Unsere Idee: Von der Unterkunft in Bad Ischl – zu der wir natürlich alle vorbildlich mit der Bahn anreisen wollen – fahren wir am ersten Tag mit Bahn, Boot und geliehenen E-Bikes zum Hallstätter See, wo wir von der Bahnhaltestelle am Ufer mit der Fähre nach Hallstatt übersetzen. Weiter geht es mit den Rädern bis zum Bike-Depot an den Gosauseen. Hier heißt es dann, Tourenski an und los zur Adamekhütte (2196 m), unserem Domizil für die Nacht. Ende Tag eins. Am nächsten Morgen wollen wir über den äußerst spaltenreichen Gosaugletscher und den Westgrat zum Dachstein aufsteigen, abfahren und (weil das eben auch dazugehört) mit dem Rad zurück nach Bad Ischl. So zumindest die Theorie. Ein gemütlicher Sonntagsspaziergang ist also nicht zu erwarten: Mehr als 2100 Höhenmeter und über dreizehn Kilometer sind es allein von den Gosauseen zum Gipfel.
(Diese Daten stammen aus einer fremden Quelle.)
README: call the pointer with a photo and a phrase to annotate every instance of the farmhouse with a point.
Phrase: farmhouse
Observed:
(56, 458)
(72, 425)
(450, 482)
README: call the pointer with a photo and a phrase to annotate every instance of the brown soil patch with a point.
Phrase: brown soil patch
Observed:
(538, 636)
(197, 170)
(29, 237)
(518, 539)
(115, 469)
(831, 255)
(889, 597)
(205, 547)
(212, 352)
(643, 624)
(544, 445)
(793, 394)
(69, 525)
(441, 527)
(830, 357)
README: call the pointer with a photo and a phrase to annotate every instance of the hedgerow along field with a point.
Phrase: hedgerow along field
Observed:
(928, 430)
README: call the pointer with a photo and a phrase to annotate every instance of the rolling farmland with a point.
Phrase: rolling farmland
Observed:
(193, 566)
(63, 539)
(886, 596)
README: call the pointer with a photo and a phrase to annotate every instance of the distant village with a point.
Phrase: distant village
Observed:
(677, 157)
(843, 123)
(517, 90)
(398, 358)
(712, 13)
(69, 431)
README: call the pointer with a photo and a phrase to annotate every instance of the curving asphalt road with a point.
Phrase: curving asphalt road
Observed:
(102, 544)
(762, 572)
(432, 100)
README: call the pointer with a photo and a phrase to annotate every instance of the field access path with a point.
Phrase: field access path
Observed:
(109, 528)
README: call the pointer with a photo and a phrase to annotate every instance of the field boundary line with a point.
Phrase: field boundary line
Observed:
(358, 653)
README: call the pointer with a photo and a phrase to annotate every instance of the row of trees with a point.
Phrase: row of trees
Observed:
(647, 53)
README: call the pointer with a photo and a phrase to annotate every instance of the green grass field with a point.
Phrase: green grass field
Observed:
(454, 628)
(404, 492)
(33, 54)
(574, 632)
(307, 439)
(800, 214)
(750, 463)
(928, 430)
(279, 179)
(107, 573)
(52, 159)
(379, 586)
Beim Gedanken an die Praxis muss zumindest ich etwas schlucken, denn vor dem potenziell vereisten Westgrat als gesalzenes Finale habe ich großen Respekt. Ob unser Plan zu ambitioniert ist? Während ich noch vor mich hin grübele und gedankenverloren das Equipment in den Rucksack packe, sind Marc und Matt hochmotiviert und beratschlagen über die vor ihnen ausgebreitete AV-Karte gebeugt bereits über die unterschiedlichen Abfahrtsvarianten. Eine steile Rinne hat es den beiden besonders angetan, ich beäuge von der Seite die weit auseinanderliegenden Höhenlinien am Gletscher und bin beruhigt. Genussvarianten sind hier auf jeden Fall möglich. Mit erst zwei Wintern Skitourenerfahrung bin ich der Abfahrts-Neuling in der Gruppe, Clara aus Vorarlberg, Marc vom Chiemsee und Kanadier Matt sind alle mit Brettern unter den Füßen aufgewachsen und treiben seit der Kindheit ganzjährig Bergsport. Nach kurzer Rücksprache mit den anderen komme ich zu dem Schluss: Wer nicht wagt, der nicht gewinnt und umkehren kann ich jederzeit.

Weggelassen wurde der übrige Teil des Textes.